There’s also, of course, just the sheer force of the storm. Harvey made landfall late Friday as a Category 4 hurricane and then stuck around for days as a tropical storm. It dumped nearly 52 inches, causing the National Weather Service to introduce new colors to map the rainfall.
The destruction has been widespread. The number of homes affected by Harvey has reached nearly 90,000, according to the latest figures compiled by the state, and is likely to continue to grow.
Tom Bassett, the White House official overseeing the federal government’s response to the disaster, estimated 100,000 homes were damaged or destroyed by the monster storm in Texas and Louisiana.
Far fewer people are supplementing their homeowners’ policy with flood insurance, a recent Associated Press investigation found.
The National Flood Insurance Program, administered by FEMA, offers subsidized flood policies in coastal and flood-prone regions, but many homeowners in Houston and Southeast Texas were not required by mortgage lenders to join the program.
The number flood policies nationally dropped 10 percent in the past five years, the AP found. In Houston, it dipped 11 percent during that time while Jefferson County, home to Beaumont, saw an even more precipitous drop: 23 percent.
The reasons why people shun flood insurance vary, but can include the cost of premiums and a sense of complacency that develops after many years of not needing the protection.
Congress will have to reauthorize the troubled federal flood insurance program for it to continue past next month. Congress is planning to address the issue in light of Harvey’s widespread destruction.
Observers say this is opportunity to address shortcomings in the program, even if that means extending the program as is for now to give lawmakers more time to develop a plan and focus the more immediate need of restoring Texas communities.
Fixes might include requiring strategies to reduce the risk of flooding in vulnerable areas, such as limiting the building or rebuilding allowed in known flood zones, says Laura Lightbody, project director with Pew’s flood-prepared communities program.

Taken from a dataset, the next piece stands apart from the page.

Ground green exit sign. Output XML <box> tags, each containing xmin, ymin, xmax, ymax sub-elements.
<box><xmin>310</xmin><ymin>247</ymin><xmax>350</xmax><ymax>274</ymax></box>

“Community leaders, city planner and elected officials have ask themselves a question: Does it make sense to continue rebuilding in areas we know are prone to flood again?” said Lightbody write in an email.
Another hard lesson that Lightbody said will likely come from Harvey is a renewed appreciation of flood insurance, which she said offers the “first line of defense.”
But the federal program that offers this protection was first designed in the 1960s, when the understanding of both the risk and potential scope of flood events was much different, she said.
As a result, the program owes the treasury $25 billion and serves as a “perverse incentive for people to continue to live in flood risk areas,” she added. The subsidies offered to about 20 percent of policyholders, she added, send “a false signal to people living in risky areas.”
And those risks may be growing, Hunter said.
“We’re building in these high-risk zones, and if climate change is happening, these high-risk zones then get to be higher risk zones,” he said.
But Hunter said changes must also be made to boost the number of policyholders in the program.
“We have to find a way to get more people insured,” he said.